SciPost logo

SciPost Submission Page

On the descriptive power of Neural-Networks as constrained Tensor Networks with exponentially large bond dimension

by Mario Collura, Luca Dell'Anna, Timo Felser, Simone Montangero

This Submission thread is now published as

Submission summary

Authors (as registered SciPost users): Mario Collura · Luca Dell'Anna · Timo Felser
Submission information
Preprint Link: https://arxiv.org/abs/1905.11351v4  (pdf)
Date accepted: 2021-01-29
Date submitted: 2020-09-29 10:59
Submitted by: Collura, Mario
Submitted to: SciPost Physics Core
Ontological classification
Academic field: Physics
Specialties:
  • Atomic, Molecular and Optical Physics - Theory
  • Quantum Physics
Approaches: Theoretical, Computational

Abstract

In many cases, Neural networks can be mapped into tensor networks with an exponentially large bond dimension. Here, we compare different sub-classes of neural network states, with their mapped tensor network counterpart for studying the ground state of short-range Hamiltonians. We show that when mapping a neural network, the resulting tensor network is highly constrained and thus the neural network states do in general not deliver the naive expected drastic improvement against the state-of-the-art tensor network methods. We explicitly show this result in two paradigmatic examples, the 1D ferromagnetic Ising model and the 2D antiferromagnetic Heisenberg model, addressing the lack of a detailed comparison of the expressiveness of these increasingly popular, variational ans\"atze.
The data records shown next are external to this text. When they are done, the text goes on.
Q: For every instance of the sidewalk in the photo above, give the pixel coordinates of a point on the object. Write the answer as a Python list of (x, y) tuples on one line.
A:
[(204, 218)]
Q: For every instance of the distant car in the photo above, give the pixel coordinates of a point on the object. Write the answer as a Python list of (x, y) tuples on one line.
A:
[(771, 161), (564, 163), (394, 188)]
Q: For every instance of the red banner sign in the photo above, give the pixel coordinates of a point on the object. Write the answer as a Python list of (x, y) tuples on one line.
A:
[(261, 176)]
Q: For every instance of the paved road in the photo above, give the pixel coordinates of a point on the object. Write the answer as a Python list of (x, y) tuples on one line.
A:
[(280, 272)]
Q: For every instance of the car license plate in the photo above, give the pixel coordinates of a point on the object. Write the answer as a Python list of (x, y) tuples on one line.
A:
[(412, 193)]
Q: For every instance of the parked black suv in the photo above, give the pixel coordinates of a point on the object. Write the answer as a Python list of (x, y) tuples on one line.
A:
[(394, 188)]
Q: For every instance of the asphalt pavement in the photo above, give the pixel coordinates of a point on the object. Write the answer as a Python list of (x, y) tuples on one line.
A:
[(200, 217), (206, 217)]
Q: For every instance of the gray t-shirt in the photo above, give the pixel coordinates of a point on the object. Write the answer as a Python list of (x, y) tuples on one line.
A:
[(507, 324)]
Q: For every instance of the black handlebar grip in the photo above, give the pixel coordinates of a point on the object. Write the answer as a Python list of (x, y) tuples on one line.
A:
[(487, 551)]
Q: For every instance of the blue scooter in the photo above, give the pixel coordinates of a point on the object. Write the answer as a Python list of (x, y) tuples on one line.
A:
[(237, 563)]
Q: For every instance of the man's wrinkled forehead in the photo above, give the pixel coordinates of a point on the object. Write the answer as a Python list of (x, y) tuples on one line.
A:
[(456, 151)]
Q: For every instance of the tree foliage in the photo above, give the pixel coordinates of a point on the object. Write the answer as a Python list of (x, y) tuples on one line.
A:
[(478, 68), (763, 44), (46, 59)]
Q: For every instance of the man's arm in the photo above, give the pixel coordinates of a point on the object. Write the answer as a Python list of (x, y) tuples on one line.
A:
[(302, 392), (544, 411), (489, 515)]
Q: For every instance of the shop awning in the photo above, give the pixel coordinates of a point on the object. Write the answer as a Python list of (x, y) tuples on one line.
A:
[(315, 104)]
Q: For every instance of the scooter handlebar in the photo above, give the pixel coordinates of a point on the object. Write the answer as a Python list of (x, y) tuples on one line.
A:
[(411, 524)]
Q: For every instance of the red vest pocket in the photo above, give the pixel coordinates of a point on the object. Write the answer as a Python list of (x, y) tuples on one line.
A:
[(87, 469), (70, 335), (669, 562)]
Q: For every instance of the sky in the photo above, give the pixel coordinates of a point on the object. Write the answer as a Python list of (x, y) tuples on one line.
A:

Author comments upon resubmission

REPLY TO REFEREE 1
WEAKNESS:
We thank the referee for pointing out these weaknesses when comparing different variational methods. However, one central message of the manuscript is indeed making the scientific community aware of the difficulties arising when naively comparing these ansätze. In particular, many references in this scientific community compare the neural network states to exponential large Tensor networks without performing fundamental analysis of the actual descriptive power of those methods. Thus, with our manuscript, we address the lack of a detailed comparison of the expressiveness of these increasingly popular, variational ansätze. Therefore, we are very happy and see it as a strong point of our manuscript that the referee successfully pointed out these difficulties in comparing the representations which can start a proper discussion of a more detailed comparison.

In particular, for point 1) we stress that often the number of variational parameters is far from being a proper indicator for the accuracy in a proper comparison. For instance, in the AKLT model, the MPS is exact with bond dimension 2. However, the same model would require $O(N^2)$ hidden units in the RBM. On the other hand, an RBM is well suited for representing the Laughlin wave function with $N(N-1)/2$ hidden units in contrast to the here actually required exponentially large bond dimension for tensor networks. Thus, concluding, we are not convinced that fixing the number of variational parameters in general leads to a fair comparison.
For point 2), we point out that the different optimisation techniques used in the comparison are state-of-the-art for each of the variational ansätze. Thus, for each ansatz, the chosen optimisation technique delivers state-of-the-art results. We are convinced that a fair comparison should be exactly this: Comparing the best possible outcomes of both approaches.

Given that we explicitly state the procedure on how we perform the analysis, we are convinced that the results (i) can be used for a proper comparison and (ii) most certainly can help to encourage a scientific discussion about the differences of the methods and thereby inspire novel insights on the yet unknown connections between the approaches.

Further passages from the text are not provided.